Why are you guys turning something that sounds cool/fun (baking cookies) into something out of Gordon Ramsey?

RealTalkFastWalk wrote:

NAH. You didn’t do anything “wrong,” per se, and your methods sound fun and add a competitive edge which enhances the excitement for some people.

But no one likes to discover that a tradition on which they’ve spent time and effort and enjoy doing doesn’t need them at all to function and may even be “better” without their hard work.

Maybe consider telling your wife how much you and your friends missed her at this year’s event, and that you’d rather have her and less cookies than so many more cookies without her.

Irish_Whiskey wrote:

So...why did you deliberately try to make way more cookies than your wife and run blind taste tests to prove your point? Because if you just tried to help and did a good job and she was annoyed, I'd be blaming her.

But you're really bragging in this post about how you did a much better job with science and rigor, and there's no obvious explanation for why you were trying to outshine her.

If this was her thing, and your goal was to prove you could do it better, then you do come across as the AH.

I notice she said they tasted bad, you spent too much, and you deliberately tried to make her look bad...and you only defended the first two points.

LionMcTastic wrote:

Everyone seems to overlook the wife's 'only I can do it right, you're obviously incapable of doing it as good as me' attitude. I don't blame OP for trying extra hard to shine.

Also, if they've only ever done this together, how would OP have known she would get so resentful over him succeeding? Was he supposed to do a terrible job on purpose to spare her feelings?

One would think she would be proud, or at least supportive, that he did so well. It just feels so selfish to see the result, try to tear it down, and claim it was done to make you look bad.

Especially when I doubt anyone in their circles cares about who made cookies, or will even remember this one-off year going forward.

What I don't get is, if this meant so much to her, why couldn't they have done it on another weekend when she would be around?

ChurlishSunshine wrote:

NTA. You said you were going to bake them, and you baked them. Some may find your methods odd, but I get that you were enthusiastic about it, maybe went a little overboard, but I don't see anything vindictive in your behavior.

Even the taste tests, if I'm understanding correctly, were done before the accusation that yours aren't as good as hers, which suggests to me that point was to make sure people would enjoy the cookies.

Maybe I'm missing something, but I don't get why she thinks this would make her look bad to your friends.

Unless she has it in her mind that everyone knows she makes the best cookies and/or she likes feeling like she did so much of the work herself (you mentioned she doesn't let anyone help) and you ruined that feeling for her.

I can see why she thinks you were trying to upstage her, but at least in your description, it sounds more like you got caught up in 'challenge accepted' and it was a misunderstanding. Give her some time to cool off and talk it out later.

ironblondies wrote:

I'm really torn on this strike me as an engineer because of the way you approached this btw.

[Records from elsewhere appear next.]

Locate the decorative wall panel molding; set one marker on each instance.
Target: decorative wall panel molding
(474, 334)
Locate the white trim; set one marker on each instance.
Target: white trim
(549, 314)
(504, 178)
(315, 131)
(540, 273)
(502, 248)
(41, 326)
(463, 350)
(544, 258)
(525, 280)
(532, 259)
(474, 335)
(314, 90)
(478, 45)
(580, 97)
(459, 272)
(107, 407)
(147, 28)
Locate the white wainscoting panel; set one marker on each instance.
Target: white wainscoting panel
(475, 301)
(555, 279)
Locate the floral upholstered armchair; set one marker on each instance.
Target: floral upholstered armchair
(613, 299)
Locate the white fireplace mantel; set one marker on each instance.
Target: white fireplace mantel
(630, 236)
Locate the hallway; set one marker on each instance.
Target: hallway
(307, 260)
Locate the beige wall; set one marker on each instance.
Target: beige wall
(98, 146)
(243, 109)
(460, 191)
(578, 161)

I'm a bit impressed with the amount of prep and thought you put into it.

Which I have to imagine you did because you wanted to show your wife that you're capable, not as a middle finger to her. Her sarcastic reply made it clear she expected disaster.

However, she took it as you were trying to supercede her as cookie master and it hurt her feelings. She also missed out on a fun night that she was probably really bummed about.

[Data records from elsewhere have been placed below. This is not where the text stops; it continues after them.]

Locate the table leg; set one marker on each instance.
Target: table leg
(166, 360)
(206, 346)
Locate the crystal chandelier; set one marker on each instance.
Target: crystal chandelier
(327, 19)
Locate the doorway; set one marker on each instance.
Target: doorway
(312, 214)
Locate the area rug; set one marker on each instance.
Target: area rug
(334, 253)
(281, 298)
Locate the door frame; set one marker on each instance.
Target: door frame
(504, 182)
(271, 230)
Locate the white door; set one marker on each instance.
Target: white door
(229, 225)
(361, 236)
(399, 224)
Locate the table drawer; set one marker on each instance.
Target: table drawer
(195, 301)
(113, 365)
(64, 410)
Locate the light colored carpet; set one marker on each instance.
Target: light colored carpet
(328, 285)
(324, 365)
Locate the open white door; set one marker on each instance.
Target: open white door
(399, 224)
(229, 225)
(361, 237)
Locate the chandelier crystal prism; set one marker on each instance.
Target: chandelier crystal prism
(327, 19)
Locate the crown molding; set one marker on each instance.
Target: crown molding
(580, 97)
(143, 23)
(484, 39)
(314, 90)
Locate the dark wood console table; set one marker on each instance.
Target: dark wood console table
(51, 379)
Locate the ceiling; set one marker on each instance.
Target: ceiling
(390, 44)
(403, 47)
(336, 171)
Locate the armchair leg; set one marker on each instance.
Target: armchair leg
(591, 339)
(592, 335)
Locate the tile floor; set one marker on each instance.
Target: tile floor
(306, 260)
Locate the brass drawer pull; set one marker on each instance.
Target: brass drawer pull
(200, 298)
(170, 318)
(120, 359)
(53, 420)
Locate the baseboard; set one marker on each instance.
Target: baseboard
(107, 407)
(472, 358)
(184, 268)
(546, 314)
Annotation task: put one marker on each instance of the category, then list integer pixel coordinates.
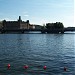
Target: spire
(19, 18)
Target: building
(0, 24)
(19, 24)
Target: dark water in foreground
(56, 51)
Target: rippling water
(56, 51)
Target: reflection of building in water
(19, 24)
(0, 24)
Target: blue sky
(38, 11)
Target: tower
(19, 18)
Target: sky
(39, 11)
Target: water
(56, 51)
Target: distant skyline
(39, 11)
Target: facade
(19, 24)
(0, 24)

That being said she sounds a little jealous that it went over so well without her, and she was expecting you to bomb. I think there's a bigger issue here than the cookie quality and amount.

If she wants you to forgo a tradition you guys have because she won't be present, she needs to say that. If she felt left out, she needs to say that. For whatever reason it's important that she be the cookie person, talk to her about why that is.

Reassure her you weren't trying to replace her, but wanted to do way better than she thought you would.

Cookies are normally the great unifier, but in this case they're the great divider.